そう。生まれる前にいた真っ暗な空間には、僕以外にも誰かがいたのだ。名前は確か“M次”と名乗っていたような気がする。その彼は「王様になりたい」と主張し、王様という身分が古い時代にしかないと教えられても、迷わずそれを選択したのだ。たくさんの女の子達とエッチがしたいとか言っていた。
……もし彼の望み通りになったのなら、この世界で彼は過去に生まれ変わっているのだろうか?
――そこでまた友人達の声が聞こえた。
「王様の名前は、エムツグっていうらしいぜ」
僕はその名前に目を丸くする。
“まさか、それって前世の記憶の中の彼か?”
「ちょっとその話、もっと詳しく聞かせて欲しいのだけど」
それで僕は友人達にそう話しかけたのだ。友人達はやや驚いていたけれど、ちゃんと教えてくれた。

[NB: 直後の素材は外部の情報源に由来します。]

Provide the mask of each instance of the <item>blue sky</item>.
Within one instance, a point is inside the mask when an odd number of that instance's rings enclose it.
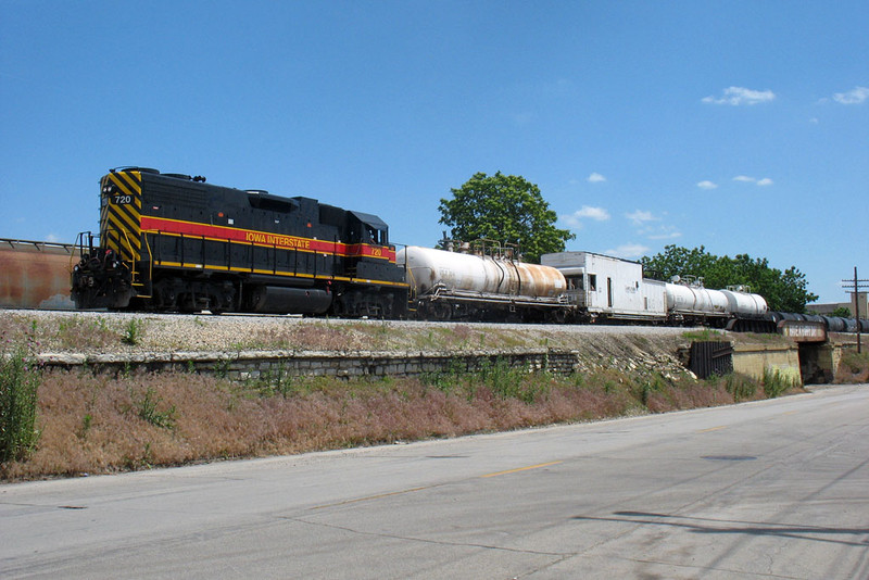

「このエムツグって王族は、好色で有名だったのだけどさ、ある日、お腹を壊しちゃったんだよ。王族だから、当然、手厚い医療を受ける事になったのだけど、当時の医療の内容はほぼ拷問なんだよね。ヒルに吸血をさせたり、瀉血をしたり、有毒金属を飲ませたり、頭蓋骨に穴を開けたり、体に切り込みを入れて豆なんかを挿入したり……」
僕はそれを聞いて頬を引きつらせた。
「それで、どうなったの?」
「そんな医療で治るはずがないだろう? 衰弱して、死んでいったよ。なんか“こんな時代に生まれるのじゃなった”とか、謎の発言を残したらしいけど」
僕はそれを聞いて、どうして生まれる前の自分が古い時代の王様の身分を選ばなかったのかを理解できた気になった。ちょっと調べてみると、中世の王族より、2000年代の一般人の方が遥かに生活水準が高いらしかった。多分、“誰か人間を好き勝手にできる”という事くらいしか、王族に生まれるメリットはない。威張りたいとか、そういう願望が強くないのであれば、あまり魅力的ではないだろう。それを生まれる前の僕は知っていて、M次と名乗った彼は知らなかったのかもしれない。
……とにもかくにも、今という時代に生まれて来れた幸運を僕は感謝した。この場合、“神に”というのも何だか変な気がしたけど、一応“神に”。